The simplest solutions are quite often the best, but sometimes they seem to be the most complicated for some people. But in this respect, I suppose I ought to begin thinking about the work that I need doing on the apartment downstairs, like the bath ripping out and a walk-in shower installing. Only about 10 months and if the agents have done their job, I can move in.
When the nurse came round he organised me quite quickly which was difficult because there was a lot to do. He thinks that this wound in my arm is weeping blood but it’s clean and not going septic so there’s no cause to worry.
However, I suppose that that’s why the hospital wants it checked every couple of days.
On that subject, there’s going to be some kind of “issue” tomorrow. I’ve had a letter inviting me for an appointment wit ths surgeon – at that private hospital. And as regular readers of this rubbish will recall, I have vowed never to put a single foot on the premises of that maudit établissement ever again.
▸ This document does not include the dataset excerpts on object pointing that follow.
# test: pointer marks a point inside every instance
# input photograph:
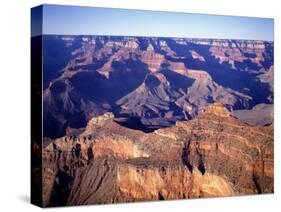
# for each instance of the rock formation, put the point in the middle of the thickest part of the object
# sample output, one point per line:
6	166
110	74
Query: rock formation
212	155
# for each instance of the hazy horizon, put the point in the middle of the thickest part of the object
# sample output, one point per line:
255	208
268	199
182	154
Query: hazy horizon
80	20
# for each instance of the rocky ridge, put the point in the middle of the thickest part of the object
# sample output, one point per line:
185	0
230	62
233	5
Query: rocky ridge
212	155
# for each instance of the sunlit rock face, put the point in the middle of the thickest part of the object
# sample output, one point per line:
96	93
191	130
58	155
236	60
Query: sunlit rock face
212	155
156	81
142	118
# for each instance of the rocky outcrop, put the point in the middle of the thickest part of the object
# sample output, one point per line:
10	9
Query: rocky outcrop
212	155
156	80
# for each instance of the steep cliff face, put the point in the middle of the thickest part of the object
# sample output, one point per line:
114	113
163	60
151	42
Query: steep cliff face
153	79
211	155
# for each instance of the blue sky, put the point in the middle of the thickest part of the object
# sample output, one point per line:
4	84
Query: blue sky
73	20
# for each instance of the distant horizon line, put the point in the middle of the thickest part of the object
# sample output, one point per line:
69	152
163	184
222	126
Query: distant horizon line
151	36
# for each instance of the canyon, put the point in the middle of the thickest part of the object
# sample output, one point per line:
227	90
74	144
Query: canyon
129	118
212	155
150	83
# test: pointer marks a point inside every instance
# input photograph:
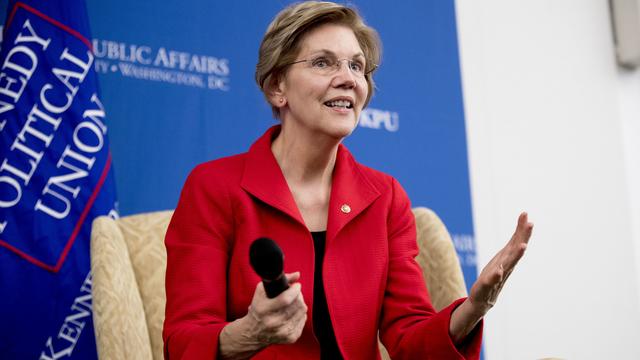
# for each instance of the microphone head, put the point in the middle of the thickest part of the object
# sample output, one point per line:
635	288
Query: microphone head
266	258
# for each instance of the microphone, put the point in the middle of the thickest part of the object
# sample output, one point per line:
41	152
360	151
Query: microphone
267	260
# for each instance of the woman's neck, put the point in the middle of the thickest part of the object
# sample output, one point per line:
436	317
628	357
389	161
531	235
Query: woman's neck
305	159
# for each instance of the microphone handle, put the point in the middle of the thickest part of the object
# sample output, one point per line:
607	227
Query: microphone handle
273	288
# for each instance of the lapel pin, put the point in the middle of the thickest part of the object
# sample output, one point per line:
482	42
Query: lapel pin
345	208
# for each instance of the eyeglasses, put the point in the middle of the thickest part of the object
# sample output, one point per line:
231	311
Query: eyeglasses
328	65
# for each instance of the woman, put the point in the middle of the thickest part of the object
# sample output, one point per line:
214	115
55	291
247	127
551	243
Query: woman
347	230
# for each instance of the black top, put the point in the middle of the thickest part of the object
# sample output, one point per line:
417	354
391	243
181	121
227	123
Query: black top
321	320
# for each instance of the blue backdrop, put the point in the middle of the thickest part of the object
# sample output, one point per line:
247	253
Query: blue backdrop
177	82
177	85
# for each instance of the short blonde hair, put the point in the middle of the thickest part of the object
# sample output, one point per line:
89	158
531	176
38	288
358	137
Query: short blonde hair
281	43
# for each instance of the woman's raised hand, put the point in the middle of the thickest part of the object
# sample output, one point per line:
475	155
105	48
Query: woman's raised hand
269	321
279	320
485	290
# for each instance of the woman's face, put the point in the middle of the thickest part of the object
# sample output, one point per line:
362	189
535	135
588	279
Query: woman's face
321	99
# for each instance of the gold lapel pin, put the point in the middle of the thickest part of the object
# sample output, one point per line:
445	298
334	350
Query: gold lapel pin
345	208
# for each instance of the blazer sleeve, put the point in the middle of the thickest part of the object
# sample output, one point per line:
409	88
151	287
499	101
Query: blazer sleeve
410	328
197	243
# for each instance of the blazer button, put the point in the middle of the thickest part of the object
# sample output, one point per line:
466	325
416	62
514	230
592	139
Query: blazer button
345	208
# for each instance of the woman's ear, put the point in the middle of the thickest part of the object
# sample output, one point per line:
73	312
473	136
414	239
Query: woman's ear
276	93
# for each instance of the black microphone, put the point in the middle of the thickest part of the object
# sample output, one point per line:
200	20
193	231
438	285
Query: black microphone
267	260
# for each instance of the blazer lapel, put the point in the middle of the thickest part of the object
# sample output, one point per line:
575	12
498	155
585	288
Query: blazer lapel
263	178
351	193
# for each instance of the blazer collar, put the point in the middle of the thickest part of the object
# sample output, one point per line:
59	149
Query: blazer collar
351	191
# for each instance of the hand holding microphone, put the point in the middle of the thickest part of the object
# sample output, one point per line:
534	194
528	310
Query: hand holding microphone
278	311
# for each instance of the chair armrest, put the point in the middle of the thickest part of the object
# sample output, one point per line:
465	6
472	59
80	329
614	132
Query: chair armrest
117	306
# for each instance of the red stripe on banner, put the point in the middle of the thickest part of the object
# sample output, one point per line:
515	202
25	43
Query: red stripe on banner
51	20
93	197
75	232
28	257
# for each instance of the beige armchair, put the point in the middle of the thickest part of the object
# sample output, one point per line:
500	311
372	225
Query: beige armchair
128	261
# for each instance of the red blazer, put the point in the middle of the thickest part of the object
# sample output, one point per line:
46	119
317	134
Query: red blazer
372	281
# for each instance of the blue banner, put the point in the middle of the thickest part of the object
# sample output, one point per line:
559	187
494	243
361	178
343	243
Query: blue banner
55	178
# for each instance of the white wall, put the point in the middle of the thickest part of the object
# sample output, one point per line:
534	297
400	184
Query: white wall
554	128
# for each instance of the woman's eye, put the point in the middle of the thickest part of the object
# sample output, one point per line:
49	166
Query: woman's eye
321	63
357	67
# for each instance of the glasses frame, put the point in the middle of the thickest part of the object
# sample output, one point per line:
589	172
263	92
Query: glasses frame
337	66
So tomorrow I’m going to ring him up to tell him, and to tell him why. Fool me once, shame on you. But fool me twice, shame on me.
After the nurse left I had breakfast and then a leisurely start to the day.
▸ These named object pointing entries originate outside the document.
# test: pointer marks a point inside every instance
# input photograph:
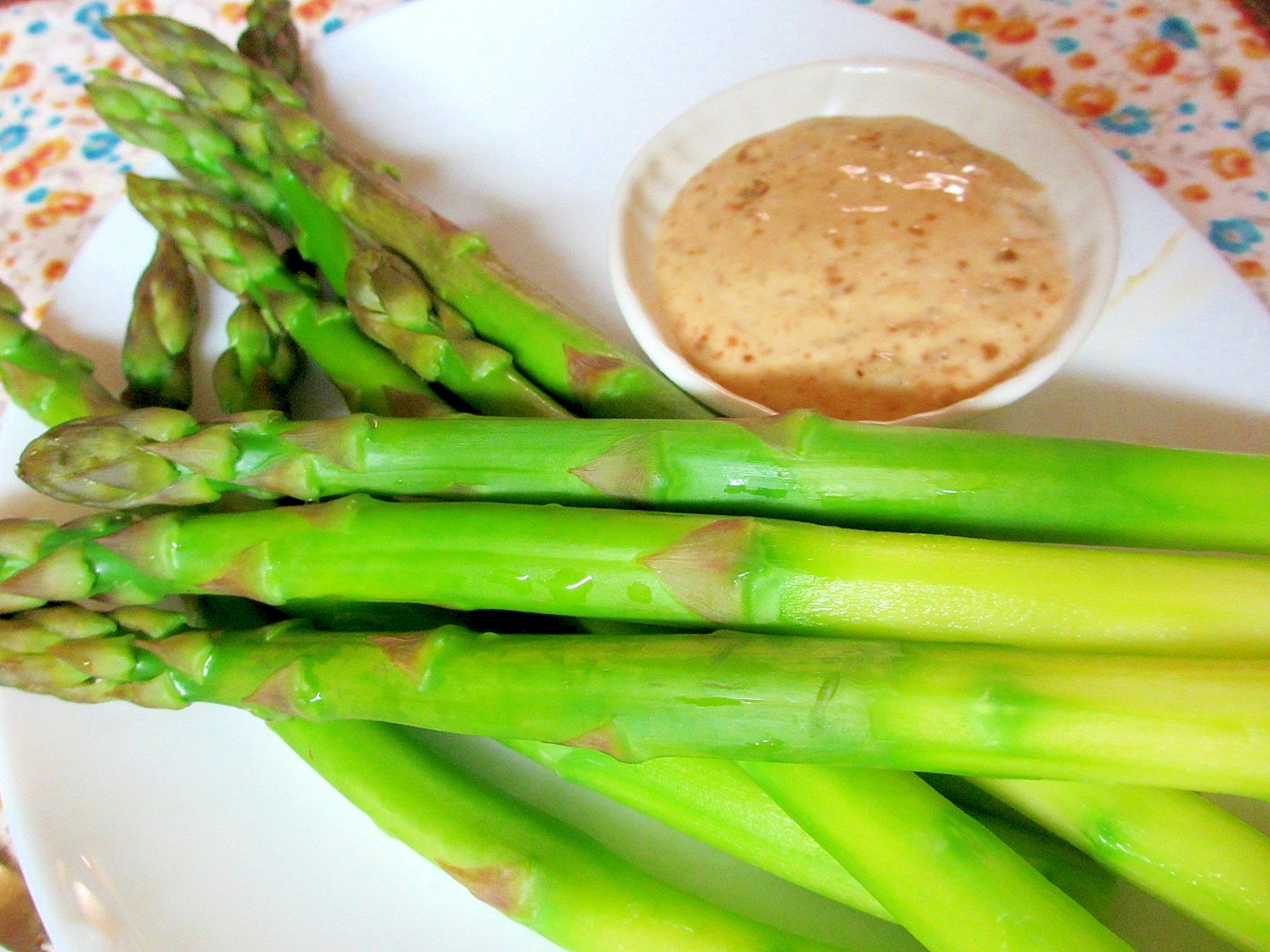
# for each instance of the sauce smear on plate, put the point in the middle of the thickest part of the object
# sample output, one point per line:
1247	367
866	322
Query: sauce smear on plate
867	268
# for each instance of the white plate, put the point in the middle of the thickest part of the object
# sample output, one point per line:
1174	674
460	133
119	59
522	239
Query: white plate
198	831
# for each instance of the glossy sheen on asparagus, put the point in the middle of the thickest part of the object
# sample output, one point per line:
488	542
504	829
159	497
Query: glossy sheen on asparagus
531	867
941	873
162	324
393	306
667	569
575	363
50	384
798	466
1172	843
715	803
945	708
237	251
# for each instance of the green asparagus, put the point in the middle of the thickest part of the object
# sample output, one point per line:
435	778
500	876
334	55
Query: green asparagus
1172	843
713	801
717	803
668	569
50	384
393	306
943	875
552	348
257	370
799	466
197	148
163	321
272	41
529	866
219	86
237	253
948	708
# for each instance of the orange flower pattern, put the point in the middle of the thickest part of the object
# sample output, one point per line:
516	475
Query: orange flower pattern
1179	89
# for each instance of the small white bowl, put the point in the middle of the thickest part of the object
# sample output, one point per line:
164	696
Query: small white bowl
1001	118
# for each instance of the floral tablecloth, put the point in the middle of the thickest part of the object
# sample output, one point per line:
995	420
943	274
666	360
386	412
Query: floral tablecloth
1178	88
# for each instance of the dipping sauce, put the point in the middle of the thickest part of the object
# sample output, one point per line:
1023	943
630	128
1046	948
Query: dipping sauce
867	268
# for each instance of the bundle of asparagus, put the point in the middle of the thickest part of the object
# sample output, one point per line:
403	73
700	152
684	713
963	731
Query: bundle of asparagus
789	752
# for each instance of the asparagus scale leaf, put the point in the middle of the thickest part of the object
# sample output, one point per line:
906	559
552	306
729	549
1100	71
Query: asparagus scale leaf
393	306
572	362
692	571
50	384
260	365
799	466
529	866
237	251
272	41
945	708
943	875
163	321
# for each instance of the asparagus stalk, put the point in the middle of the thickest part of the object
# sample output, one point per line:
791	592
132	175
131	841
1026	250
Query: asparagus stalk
1172	843
272	41
237	253
531	867
564	357
943	875
670	569
156	343
799	466
50	384
946	708
393	306
717	803
260	365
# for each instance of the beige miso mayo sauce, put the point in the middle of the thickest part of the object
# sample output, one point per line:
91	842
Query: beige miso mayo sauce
867	268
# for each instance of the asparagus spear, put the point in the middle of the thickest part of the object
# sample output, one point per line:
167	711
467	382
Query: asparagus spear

Once I’d awoken properly I made a start on the fourth of the five lots of dictation that I did on Saturday night. That’s now completely edited, the programme is assembled, the final track is chosen and the notes for it written, awaiting dictation.
And then I waded into the fifth one and that’s over halfway through. Hopefully I can finish that by tomorrow lunchtime and I can get on with other things. I have something in mind for this week that’s quite exciting.
My cleaner stuck her head in here to drop off the letter from the hospital and for a chat. She seems to be quite cheerful and perky today which is good news.
Tea tonight was a stuffed pepper with pasta and veg. And I think that at some point this week I may have to send off a food order. supplies are holding up but you can never allow yourself to run short when you are in no position yourself to go and stock up.
So let’s see if I can have a decent sleep tonight and a nice lie-in tomorrow morning
Not much chance of that though. I’ll have to keep on bashing away at this until I move downstairs. And then I’m going to buy the biggest microwave oven that I can find.
… "why would you want to do that?" – ed …
"So that I can put my bed in it. That way I can have my eight hours sleep in just twenty minutes."